Chapter 2 - Potential Interactions Among Particles

Abstract

Abstract The basic principles electrostatics are discussed, comprising the Coulomb’s interaction law. Polarization phenomena in dielectric media are described, and basic equations of electrostatics are formulated, among others the Coulomb, Gauss, Maxwell, and Poisson equations. Electric potential and field distributions for simple geometries are analyzed, and expressions describing the electrostatic interactions of particles in dielectric (ion-free) media are given. The Poisson equation is introduced and methods for proper evaluation of electric potential distributions near charged interfaces are discussed. The electric double-layer formed at solid/electrolyte interfaces is described, and methods for calculating the force and energy of interactions among particles bearing electric double-layers are presented. Exact and approximate methods are discussed, including the linear superposition approximation (LSA), the generalized Derjaguin summation method, and the equivalent sphere approach (ESA). The van der Waals interactions comprising the permanent and induced dipole forces are described, the intermolecular potentials are specified, and the Hamaker theory based on the pairwise additivity is discussed.
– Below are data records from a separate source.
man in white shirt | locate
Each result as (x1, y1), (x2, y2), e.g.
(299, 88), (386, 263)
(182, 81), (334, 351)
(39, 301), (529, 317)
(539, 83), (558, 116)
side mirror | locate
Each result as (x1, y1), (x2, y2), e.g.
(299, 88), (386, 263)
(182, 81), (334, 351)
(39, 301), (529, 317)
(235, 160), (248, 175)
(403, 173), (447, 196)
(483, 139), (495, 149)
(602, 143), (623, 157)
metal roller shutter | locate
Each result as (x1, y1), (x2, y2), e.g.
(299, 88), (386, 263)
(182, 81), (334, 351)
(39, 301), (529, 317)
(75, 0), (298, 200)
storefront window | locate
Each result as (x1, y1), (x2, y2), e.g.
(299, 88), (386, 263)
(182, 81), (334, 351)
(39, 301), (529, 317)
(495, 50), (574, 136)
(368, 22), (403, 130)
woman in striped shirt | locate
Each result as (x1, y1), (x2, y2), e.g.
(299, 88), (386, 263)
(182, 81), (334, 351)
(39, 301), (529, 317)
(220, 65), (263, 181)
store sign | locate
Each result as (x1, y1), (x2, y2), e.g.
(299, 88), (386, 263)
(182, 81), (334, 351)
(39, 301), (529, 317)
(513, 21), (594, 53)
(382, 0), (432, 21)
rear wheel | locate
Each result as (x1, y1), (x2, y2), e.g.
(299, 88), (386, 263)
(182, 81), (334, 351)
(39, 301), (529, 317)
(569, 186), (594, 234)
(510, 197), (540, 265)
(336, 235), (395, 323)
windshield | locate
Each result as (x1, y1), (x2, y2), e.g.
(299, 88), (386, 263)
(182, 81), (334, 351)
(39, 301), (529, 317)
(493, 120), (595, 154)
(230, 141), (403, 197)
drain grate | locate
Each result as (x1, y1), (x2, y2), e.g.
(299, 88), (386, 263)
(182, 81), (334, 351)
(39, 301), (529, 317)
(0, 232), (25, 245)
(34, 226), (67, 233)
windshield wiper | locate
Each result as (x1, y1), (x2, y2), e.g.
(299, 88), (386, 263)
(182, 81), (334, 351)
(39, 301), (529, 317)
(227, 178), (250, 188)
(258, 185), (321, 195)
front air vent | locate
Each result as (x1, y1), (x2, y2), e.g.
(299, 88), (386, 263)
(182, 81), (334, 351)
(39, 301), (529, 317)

Explicit expression for dispersion interaction energy of various macrobodies, including deformed and rough objects are given, and the macroscopic (continuum) theory of dispersion interactions is presented. Values of Hamaker constants characterizing the magnitude of dispersion interactions in various media are tabulated. The section concluded with the analysis of surface deformations due to dispersion interactions and particle-surface adhesion phenomena. The specific energy profiles originating from the superposition of these potential interactions are discussed. The influence of surface roughness and heterogeneity of charge distributions is analyzed.